August book post

Sep 01, 2012 13:58

Started off the month reading The Sign of Four and The Hound of the Baskervilles. Did not care for the former, thought the latter was fantastic, still do not feel qualified to offer opinions on what is widely considered classic literature and am particularly intimidated by how many people have how many thoughts on Sherlock Holmes, SO.

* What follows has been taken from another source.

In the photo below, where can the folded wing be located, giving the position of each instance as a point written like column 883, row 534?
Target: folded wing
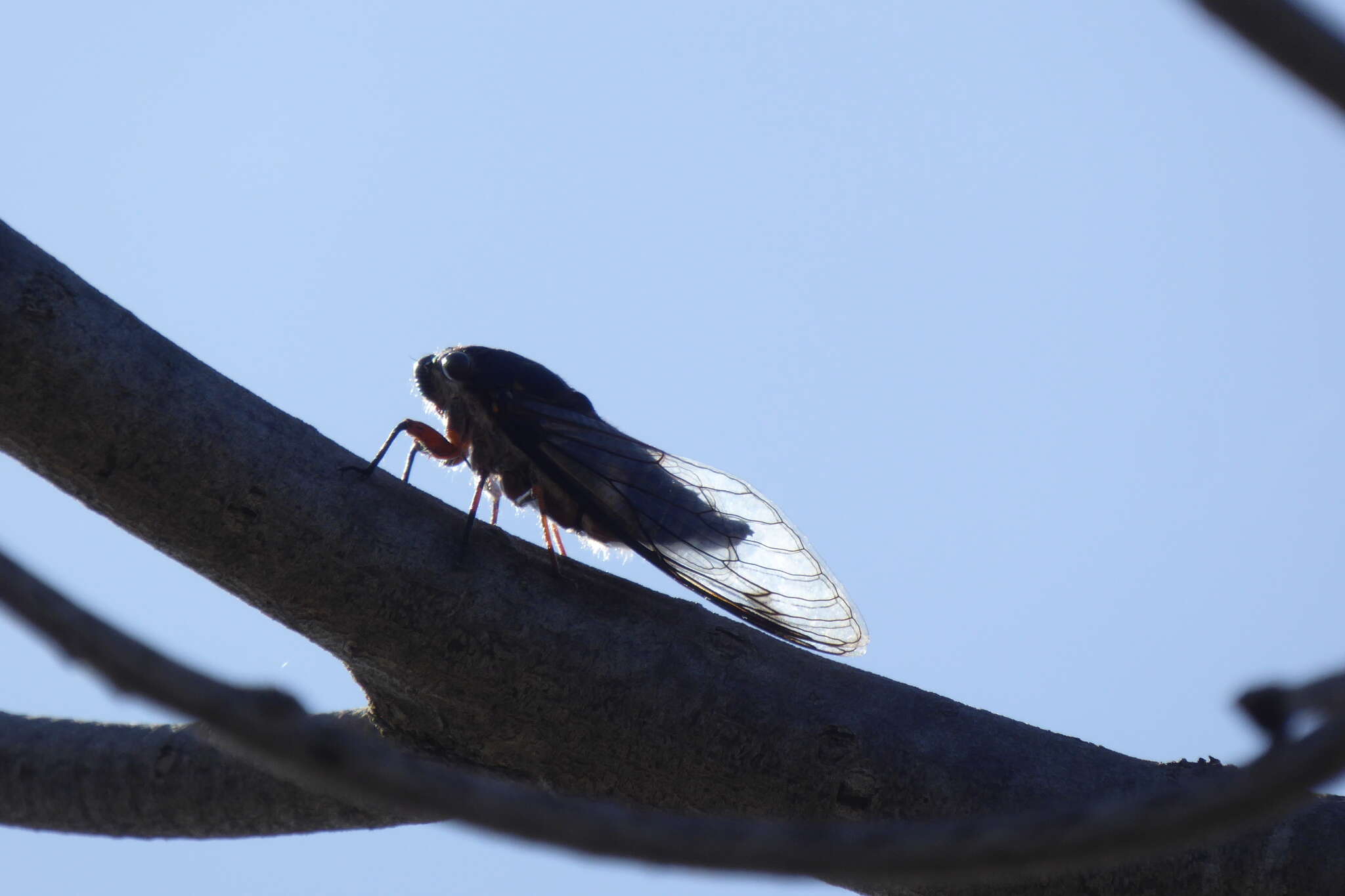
column 709, row 530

Pyg: The Memoirs of Toby, The Learned Pig, Russell Potter
Won this off Booktrib. It's... decent? It's not as clever, charming, or insightful as advertised, but what the hell ever is (and some humor may have been lost on me anyway, given how little I know about the 18th century). Mostly, it's. A story about a cute animal meeting famous historical figures with no real plot or overarching conflict. I really could not get invested in it at all. There were a few things I thought were going to be neat plot threads and explored in a bit more detail, but they all dropped off the face of the earth in favor of "Toby goes to a place. People are or are not immediately on his side. Time elapses. They are, or are still, on his side now." Meh.

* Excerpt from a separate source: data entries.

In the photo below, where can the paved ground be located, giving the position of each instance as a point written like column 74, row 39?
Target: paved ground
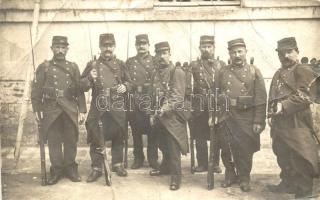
column 23, row 182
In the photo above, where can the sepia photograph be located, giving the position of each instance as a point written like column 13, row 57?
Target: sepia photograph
column 159, row 99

Late Eclipses and One Salt Sea, Seanan McGuire
TYBALT

Okay but no I think this series is CONTINUING TO IMPROVE. Book 1 had a bit of idiot plot, book 2 had TONS of it, but book 3 was solid and these two are better! I will continue reading them for as long as there is sass and Tybalt and DRAMATIC REVEALS about Faerie or Toby or the people around her. McGuire's a bit unsubtle about who is a bad person we should dislike, and who is therefore prolly gonna be a suspect, BUT all the non-obviously-evil characters are still rad as hell and many of them have interesting development - or, if not development, more stuff getting revealed about their pasts so it kind of comes out to the same effect?

TYBALT

Also, LUIDAEG

Montmorency on the Rocks and Montmorency and the Assassins, Eleanor Updale
More like Mantearsmorency amirite. The Montmorency books are way the hell more obviously YA than the stuff I usually read, and I say this as someone who does deliberately read a non-negligible amount of YA. There's not a whole lot of complexity or subtlety, and the narration tends to spell things out way the hell explicitly no don't worry you don't have to interpret this here's exactly what's going on. In some ways, pleasantly straightforward; in some ways YES I KNOW /ALL THE EYEROLLS.

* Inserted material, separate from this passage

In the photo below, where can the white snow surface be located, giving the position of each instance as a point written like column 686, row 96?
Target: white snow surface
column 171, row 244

Another thing that may be an artifact of YA-ness or may just be... a thing... is the INCREDIBLY DRAMATIC SOAP-OPERA-TACULAR PLOT TWISTS CALCULATED TO CAUSE MAXIMUM MISERY TO OUR MAIN GUYS, AND THEN SOMEONE LIES AROUND SOBBING UNCONTROLLABLY FOR A BIT AND THEN GETS OVER IT BUT THEN SOMETHING ELSE HAPPENS. I honestly found it kind of endearing and hilarious in its consistent predictable whumpage. OH NO DR. FARCETT'S DOING SCIENCE AGAIN, TIME FOR THE UNIVERSE TO SMACK HIM BACK DOWN. There is one impressively gruesome event near the end of Montmorency and the Assassins that actually made me sit up and take things seriously, but for the most part? Dapper gentlemen and many contrived ways to CRUSH THEIR SPIRITS, hahaha what.

And Montmorency would totally be the sort to have a Tumblr full of OPERA FEELS and DAPPERNESS. Reaction gifs and "Puccini I can't" and reblogs of snazzy clothes.